Be careful when moving files, a mistake in the command can yield unexpected results. The "-i" interactive option will help keep you safe.

mv  -i README.txt RNA_Seq_data
cd RNA_Seq_data
ls

and for directories...

mkdir dir1
mkdir dir2
mv dir1 dir2
cd dir2
ls

Less is more and more is less (less). We can use the less command to view the contents of a file like this.

less sample.fasta

You'll need to type "q" to get out of less and back to the command line. This is easy to forget so I'll repeat it, remember to hit "q" to get out of less and back to the command line. Before the "less" command was available, the "more" command was commonly used to look at file content. The "less" command has more options for scrolling through files, so it is now the preferred command.

Help! (man)

All Unix commands have a "man" or "manual" page that describes how to use them. If you need help remembering how to use the command "ls", you would type:

man ls

There are quite a few flags/options that we can use with the "ls" command, and we can learn all about them on the man page. My favorite flags for "ls" are "-l" and "-h". We'll learn more about flags in a the next section. Basically they modify the behavior of a command. You won't get far in Unix without knowing about flags. Try this:

cd
ls -lh

-h When used with the -l option, use unit suffixes: Byte, Kilobyte, Megabyte, Gigabyte, Terabyte and Petabyte in order to reduce the number of digits to three or less using base 2 for sizes.

-l (The lowercase letter ``ell''.) List in long format. (See below.) If the output is to a terminal, a total sum for all the file sizes is output on a line before the long listing.

Compare the results between these two commands.

cd
ls
ls -lh

Counting lines, words and characters (wc)

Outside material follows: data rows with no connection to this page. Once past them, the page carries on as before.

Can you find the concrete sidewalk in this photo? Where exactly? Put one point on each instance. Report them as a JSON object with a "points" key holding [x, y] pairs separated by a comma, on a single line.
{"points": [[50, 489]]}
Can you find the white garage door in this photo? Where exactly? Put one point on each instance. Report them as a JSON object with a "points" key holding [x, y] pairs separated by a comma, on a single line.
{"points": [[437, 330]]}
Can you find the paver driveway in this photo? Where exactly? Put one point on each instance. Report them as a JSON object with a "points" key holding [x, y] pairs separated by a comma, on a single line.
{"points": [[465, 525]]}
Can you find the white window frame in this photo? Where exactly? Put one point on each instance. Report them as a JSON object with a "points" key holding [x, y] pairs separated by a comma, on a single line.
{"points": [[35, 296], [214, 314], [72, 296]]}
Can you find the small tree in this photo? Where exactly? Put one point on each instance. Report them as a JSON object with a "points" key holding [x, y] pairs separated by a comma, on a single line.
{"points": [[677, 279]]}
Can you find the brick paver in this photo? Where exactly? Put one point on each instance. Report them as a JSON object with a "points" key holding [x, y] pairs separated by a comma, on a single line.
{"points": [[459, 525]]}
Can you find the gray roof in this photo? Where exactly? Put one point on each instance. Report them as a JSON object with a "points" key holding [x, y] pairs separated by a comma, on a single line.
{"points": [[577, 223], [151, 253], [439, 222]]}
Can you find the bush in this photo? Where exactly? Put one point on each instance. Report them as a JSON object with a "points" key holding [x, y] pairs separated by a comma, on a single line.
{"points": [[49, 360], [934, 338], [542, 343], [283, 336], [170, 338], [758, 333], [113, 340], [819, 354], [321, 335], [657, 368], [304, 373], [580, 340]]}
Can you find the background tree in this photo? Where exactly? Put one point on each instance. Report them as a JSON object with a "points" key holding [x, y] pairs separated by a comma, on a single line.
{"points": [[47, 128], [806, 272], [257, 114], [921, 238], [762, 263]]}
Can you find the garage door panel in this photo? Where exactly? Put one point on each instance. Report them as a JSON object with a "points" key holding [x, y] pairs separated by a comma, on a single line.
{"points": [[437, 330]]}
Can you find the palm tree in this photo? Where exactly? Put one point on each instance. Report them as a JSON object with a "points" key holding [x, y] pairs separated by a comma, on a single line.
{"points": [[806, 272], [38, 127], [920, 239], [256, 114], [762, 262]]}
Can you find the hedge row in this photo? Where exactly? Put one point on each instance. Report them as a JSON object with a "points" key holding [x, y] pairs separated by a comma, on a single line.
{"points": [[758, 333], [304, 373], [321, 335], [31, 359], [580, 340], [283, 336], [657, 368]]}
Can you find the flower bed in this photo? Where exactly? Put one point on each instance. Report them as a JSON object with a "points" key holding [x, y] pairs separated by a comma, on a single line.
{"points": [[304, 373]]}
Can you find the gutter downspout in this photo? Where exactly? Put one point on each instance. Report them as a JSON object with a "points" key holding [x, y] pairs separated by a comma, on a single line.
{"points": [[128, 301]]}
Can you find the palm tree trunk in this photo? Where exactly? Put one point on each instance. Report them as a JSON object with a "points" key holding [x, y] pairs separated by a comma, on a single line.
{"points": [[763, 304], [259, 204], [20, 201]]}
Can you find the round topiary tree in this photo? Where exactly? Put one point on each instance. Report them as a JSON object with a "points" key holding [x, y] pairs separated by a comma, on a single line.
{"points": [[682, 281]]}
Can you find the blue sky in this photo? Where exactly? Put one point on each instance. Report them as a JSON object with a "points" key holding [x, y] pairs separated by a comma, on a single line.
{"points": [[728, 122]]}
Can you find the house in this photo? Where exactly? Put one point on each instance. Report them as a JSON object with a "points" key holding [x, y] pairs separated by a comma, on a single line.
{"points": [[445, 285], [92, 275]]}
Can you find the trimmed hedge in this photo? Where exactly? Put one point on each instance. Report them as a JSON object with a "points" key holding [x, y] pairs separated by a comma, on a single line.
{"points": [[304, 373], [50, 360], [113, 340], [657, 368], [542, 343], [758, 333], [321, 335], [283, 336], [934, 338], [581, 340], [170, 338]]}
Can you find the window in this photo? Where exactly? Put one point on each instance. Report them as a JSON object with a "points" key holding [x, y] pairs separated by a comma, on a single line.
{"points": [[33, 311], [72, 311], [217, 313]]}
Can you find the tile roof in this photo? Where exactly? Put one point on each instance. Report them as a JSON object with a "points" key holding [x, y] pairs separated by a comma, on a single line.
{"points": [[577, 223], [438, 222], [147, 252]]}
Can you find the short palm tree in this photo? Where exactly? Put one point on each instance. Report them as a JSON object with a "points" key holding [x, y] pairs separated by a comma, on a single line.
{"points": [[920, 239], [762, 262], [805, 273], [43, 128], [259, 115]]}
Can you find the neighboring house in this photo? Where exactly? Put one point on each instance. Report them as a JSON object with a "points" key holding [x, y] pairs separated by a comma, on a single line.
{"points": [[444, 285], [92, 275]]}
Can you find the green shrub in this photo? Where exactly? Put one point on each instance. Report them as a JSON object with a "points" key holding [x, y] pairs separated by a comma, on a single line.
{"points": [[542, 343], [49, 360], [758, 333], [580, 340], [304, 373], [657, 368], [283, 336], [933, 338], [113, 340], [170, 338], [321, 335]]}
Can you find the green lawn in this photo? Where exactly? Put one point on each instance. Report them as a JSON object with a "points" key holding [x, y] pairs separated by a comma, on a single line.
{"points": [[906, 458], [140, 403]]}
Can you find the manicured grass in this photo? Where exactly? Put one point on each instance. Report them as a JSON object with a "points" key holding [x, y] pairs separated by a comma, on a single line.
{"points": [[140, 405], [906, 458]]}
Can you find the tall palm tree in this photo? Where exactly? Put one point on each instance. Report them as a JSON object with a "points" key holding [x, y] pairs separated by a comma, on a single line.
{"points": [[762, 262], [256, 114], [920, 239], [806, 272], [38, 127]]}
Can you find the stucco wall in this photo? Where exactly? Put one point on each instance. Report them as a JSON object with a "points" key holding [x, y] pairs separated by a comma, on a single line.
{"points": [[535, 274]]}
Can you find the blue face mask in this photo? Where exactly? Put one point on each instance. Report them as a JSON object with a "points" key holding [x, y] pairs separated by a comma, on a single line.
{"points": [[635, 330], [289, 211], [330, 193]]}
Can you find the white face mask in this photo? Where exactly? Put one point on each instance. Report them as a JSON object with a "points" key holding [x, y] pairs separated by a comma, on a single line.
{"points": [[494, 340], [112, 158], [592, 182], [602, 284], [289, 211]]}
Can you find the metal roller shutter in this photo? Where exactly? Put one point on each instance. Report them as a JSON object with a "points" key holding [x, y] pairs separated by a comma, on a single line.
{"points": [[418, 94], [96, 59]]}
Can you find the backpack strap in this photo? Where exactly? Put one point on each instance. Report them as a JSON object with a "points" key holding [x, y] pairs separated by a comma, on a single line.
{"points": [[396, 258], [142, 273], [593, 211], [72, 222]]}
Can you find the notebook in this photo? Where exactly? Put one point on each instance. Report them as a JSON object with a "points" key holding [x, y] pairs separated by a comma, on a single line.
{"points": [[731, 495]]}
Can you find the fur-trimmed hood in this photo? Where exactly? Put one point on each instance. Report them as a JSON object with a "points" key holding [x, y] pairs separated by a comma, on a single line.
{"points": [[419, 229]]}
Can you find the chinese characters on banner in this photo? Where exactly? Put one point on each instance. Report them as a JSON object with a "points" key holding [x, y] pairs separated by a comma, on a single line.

This is a very useful function. Without opening a file, we can find out how many lines, words and characters are in it. Line counts are extremely useful to assess your data output.

wc file2.txt
     1      23   135 file2.txt

So in our file2.txt, which we edited with nano, there are 1 line(s), 23 words, and 135 characters. What if we created a file where we were expecting there to be 1000 lines of output? The "wc" command provides a quick way to check.